The thing is that whilst "The Long Shot" is really a series of cliches it strangely works and draws you in to Annie's struggle be it to make a life for herself and her daughter after her husband abandons them or when she has to come back from injury to try and succeed. You are sort of beaten into submission by the time the second cliche arrives within the first 15 minutes and you allow yourself to watch knowing that there will be little more to "The Long Shot" than one emotional cliche leading to another.

And emotional is one of the best ways to describe "The Long Shot" because every cliche has some element to tug at your heart string. You may feel sorry for Annie after her husband clears off but you are empowered by her determination to succeed, you may feel for her when something happens to her horse Tolo but her dedication to Tolo is seriously touching. And so it goes on as everything builds to the expected big final competition where Annie as the underdog has to win and at the same time you have her mother clearing the air after years of hurt. It is nothing more than you expect and it will have you crying be it in pain from all the emotional manipulation or from the joy of the obvious feel good outcome.

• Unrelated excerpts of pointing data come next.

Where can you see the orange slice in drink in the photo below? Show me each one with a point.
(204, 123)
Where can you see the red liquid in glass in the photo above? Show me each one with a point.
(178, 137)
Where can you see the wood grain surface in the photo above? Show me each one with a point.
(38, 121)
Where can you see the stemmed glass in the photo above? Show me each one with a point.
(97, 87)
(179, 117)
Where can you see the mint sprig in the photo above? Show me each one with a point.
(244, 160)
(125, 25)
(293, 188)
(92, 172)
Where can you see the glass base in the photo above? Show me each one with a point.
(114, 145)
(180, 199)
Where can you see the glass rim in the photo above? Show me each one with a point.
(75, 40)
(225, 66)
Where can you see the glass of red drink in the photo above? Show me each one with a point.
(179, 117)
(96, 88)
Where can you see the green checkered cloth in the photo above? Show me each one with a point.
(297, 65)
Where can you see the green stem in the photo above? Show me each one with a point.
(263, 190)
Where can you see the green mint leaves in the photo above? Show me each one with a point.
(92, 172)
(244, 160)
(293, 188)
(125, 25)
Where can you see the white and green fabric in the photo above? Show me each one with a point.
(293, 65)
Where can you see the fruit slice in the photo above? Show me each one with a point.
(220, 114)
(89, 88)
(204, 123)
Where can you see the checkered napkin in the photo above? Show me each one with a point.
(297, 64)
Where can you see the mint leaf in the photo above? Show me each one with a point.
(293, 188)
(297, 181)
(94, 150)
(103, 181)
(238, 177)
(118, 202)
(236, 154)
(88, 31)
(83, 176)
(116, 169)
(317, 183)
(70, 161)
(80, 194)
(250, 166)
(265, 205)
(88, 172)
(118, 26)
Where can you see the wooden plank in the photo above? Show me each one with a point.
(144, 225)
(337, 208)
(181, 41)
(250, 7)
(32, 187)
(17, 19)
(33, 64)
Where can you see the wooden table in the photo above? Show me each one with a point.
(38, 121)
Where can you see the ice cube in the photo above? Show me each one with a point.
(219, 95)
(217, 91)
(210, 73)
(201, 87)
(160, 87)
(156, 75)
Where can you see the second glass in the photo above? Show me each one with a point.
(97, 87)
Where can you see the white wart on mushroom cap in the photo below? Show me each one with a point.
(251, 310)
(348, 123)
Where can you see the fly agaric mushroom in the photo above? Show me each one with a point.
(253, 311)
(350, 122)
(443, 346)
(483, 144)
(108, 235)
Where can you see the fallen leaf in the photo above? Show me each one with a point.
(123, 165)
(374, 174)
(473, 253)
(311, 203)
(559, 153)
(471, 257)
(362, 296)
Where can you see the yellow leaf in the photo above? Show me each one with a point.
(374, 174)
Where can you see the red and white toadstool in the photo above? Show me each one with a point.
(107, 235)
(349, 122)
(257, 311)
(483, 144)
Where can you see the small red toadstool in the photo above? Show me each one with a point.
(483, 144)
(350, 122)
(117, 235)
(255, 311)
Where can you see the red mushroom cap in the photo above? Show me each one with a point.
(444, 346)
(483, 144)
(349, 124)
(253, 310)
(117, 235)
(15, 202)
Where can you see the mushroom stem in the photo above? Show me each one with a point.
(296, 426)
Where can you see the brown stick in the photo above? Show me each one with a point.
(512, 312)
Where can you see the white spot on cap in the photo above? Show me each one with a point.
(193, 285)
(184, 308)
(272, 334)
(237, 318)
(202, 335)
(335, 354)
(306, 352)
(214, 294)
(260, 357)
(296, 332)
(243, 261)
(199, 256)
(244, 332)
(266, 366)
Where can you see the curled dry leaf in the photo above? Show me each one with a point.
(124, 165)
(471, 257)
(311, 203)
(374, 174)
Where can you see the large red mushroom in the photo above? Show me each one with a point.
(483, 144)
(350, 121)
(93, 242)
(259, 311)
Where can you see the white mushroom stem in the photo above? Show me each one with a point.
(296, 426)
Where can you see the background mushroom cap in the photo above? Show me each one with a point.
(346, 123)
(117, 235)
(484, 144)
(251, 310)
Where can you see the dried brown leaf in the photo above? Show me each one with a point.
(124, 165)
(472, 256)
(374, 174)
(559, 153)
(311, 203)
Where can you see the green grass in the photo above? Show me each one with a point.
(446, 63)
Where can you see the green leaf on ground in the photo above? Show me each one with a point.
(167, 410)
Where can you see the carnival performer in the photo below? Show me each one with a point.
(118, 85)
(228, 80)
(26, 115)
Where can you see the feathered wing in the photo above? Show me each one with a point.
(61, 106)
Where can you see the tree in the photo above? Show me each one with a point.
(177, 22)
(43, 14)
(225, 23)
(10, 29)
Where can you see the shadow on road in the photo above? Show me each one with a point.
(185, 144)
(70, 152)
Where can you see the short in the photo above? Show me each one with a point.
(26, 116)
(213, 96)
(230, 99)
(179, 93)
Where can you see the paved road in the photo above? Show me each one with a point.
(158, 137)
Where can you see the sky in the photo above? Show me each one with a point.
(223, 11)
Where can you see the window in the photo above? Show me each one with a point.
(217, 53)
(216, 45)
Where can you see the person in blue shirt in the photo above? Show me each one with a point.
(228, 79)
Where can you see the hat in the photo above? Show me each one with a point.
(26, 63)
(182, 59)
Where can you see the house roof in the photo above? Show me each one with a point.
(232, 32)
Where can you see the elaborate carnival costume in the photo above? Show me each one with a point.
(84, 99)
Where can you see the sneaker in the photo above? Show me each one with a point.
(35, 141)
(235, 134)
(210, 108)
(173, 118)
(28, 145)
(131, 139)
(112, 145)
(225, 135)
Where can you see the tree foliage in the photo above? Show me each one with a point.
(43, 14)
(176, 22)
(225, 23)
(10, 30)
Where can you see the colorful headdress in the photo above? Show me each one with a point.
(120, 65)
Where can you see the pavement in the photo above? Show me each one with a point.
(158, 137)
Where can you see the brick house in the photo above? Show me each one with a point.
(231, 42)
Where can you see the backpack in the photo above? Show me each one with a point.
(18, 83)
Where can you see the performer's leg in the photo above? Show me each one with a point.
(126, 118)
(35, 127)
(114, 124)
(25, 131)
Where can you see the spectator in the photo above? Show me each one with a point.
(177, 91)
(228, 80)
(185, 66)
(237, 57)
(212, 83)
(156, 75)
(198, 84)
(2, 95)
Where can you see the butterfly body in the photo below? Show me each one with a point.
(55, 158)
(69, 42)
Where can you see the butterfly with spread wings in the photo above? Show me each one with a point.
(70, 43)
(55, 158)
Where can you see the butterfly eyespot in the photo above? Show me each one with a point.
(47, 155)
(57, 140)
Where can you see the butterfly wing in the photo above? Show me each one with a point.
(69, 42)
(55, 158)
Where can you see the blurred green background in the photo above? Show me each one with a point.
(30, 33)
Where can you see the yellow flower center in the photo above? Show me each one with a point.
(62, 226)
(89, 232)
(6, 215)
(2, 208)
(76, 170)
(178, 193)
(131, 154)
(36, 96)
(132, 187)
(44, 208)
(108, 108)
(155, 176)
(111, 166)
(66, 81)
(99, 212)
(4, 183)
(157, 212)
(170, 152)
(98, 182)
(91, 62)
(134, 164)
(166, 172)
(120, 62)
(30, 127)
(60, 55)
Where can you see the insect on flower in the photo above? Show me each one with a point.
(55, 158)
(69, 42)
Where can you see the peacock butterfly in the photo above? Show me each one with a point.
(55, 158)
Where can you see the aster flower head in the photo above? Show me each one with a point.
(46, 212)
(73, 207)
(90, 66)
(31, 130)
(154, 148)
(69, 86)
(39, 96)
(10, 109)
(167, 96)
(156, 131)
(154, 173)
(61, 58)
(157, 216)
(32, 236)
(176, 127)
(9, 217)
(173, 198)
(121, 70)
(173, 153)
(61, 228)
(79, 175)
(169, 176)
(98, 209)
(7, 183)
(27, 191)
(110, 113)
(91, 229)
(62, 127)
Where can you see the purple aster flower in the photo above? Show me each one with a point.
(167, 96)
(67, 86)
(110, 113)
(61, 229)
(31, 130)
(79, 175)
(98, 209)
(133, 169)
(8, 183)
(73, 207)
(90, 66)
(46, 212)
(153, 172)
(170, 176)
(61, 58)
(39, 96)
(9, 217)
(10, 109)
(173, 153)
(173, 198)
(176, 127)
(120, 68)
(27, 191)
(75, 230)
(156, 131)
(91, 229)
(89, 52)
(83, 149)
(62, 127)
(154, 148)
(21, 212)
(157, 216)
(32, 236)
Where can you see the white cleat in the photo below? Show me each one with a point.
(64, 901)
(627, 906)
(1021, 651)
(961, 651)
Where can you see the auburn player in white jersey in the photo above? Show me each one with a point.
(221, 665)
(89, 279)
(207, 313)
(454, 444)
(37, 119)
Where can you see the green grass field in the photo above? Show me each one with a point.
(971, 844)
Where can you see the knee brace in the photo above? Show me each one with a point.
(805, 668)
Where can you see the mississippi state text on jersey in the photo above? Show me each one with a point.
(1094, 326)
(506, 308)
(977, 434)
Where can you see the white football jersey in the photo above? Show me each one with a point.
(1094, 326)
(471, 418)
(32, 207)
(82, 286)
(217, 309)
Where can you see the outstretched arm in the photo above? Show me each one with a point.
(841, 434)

What this all boils down to is that "The Long Shot" will be enjoyed by some and detested by others because this is a TV movie which is high in emotion. It is to be honest little more than a series of emotional cliches which culminate to deliver a feel good ending but if you like emotional TV movies which work to a formula and pile on the emotion it will melt your heart and have you reaching for the tissues for the right reasons rather than the wrong ones.